The default MTU used is 1480 bytes. After subtracting RaptorCast header overhead for the default Merkle tree depth of 6, this leaves 1220 bytes per packet for an encoded Raptor payload. A 2.000.000 byte block maps to 2e6 / 1220 = 1640 source chunks. Using the current redundancy factor of 3, 4920 encoded chunk will then be distributed to other validators by proportionate stake weight.

If there are 100 validators, those 4920 encoded chunks will be divided into 99 (the originator is excluded) distinct chunk ranges and the leader will initiate a broadcast tree for each validator corresponding to its unique chunk range (and payload). If the validators had equal stake, each would receive 4920 / 99 = 50 chunks in contiguous ranges.

RaptorCast encoding and redundancy
A 2 MB block is split into chunks, expanded and disseminated.

Note that the two-stage distribution model allows participating consensus nodes to receive a copy of a message even if direct network connectivity with the message originator is intermittently or entirely faulty.

Block proposal
RaptorCast used to send erasure-encoded chunks from a leader to each validator.

The message originator (leader) typically2 distributes generated chunks to the first-hop recipients according to stake weight. For example:

  • Validator 1 has stake 1
  • Validator 2 has stake 2
  • Validator 3 has stake 3
  • Validator 4 has stake 4

When Validator 1 is the leader, they will send:

  • 2 / (2 + 3 + 4) of generated chunks to validator 2
  • 3 / (2 + 3 + 4) of generated chunks to validator 3
  • 4 / (2 + 3 + 4) of generated chunks to validator 4

The leader currently sends chunks in contiguous ranges but development work is currently being done to enable dissemination at a more granular level. With the new algorithm, individual or much smaller sets of chunks would be sent randomly to first-hop validators without replacement, weighted by stake. This approach produces better utilization of the network as all validators can start processing chunks as they arrive and send for redistribution (start the second-hop).

Chunk transport integrity

The originator signs every encoded chunk, so intermediate nodes (level one) in the broadcast tree can verify the integrity of an encoded chunk before forwarding it.

Furthermore, the number of source chunks K is encoded in the message. For given K, the recipient currently accepts encoded chunks in the range of 0 to 7 * K - 1. This gives the originator sufficient freedom to specify a high degree of redundancy (up to 7), while also limiting the potential for network spam by a rogue validator.

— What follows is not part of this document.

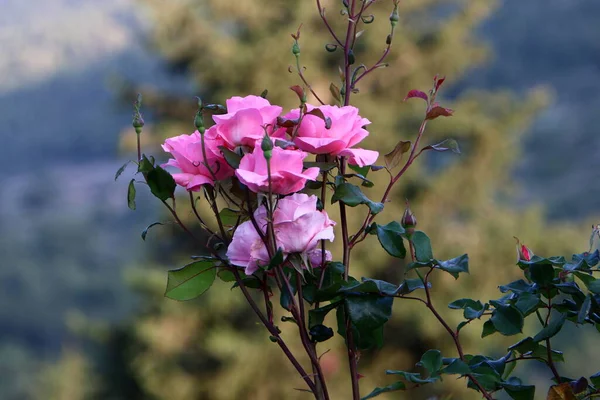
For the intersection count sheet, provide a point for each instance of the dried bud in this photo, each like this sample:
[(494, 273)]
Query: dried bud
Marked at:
[(330, 47), (394, 17), (523, 252), (138, 120), (409, 221)]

To amortize the cost of generating and verifying these signatures over many chunks, RaptorCast aggregates contiguous ranges of encoded message chunks in variable-depth Merkle trees, and produces a single signature for every Merkle tree root.

Other uses of RaptorCast

RaptorCast is not only used for broadcasting a block (in chunks) from the leader. Transaction forwarding, e.g. from a full node to the next three validator hosts, is also performed via RaptorCast, benefiting from its properties of speed and robustness. In this context, only one hop is required - the receiver should not rebroadcast.

Full node dissemination

Currently, validator nodes configure a list of downstream full nodes. A given validator will send every valid chunk it originates or receives to every full node in this list.

Dissemination to full nodes
Each node in the broadcast tree disseminates all received (or produced) chunks to configured full nodes.

Design and implementation for full node peer discovery and more efficient and scalable dissemination is underway.

Footnotes

  1. This holds when participating validators are (approximately) equally staked. In situations with (very) unevenly distributed stake weights, we need to deviate from the equal-upload property in order to maintain reliable message delivery for every possible scenario where two-thirds of the stake weight corresponds to non-faulty nodes.

  2. The pure stake-weighted distribution scheme can break down when the number of required chunks is sufficiently small, e.g. 12 chunks distributed to 100 validators. This corner case is actively being addressed.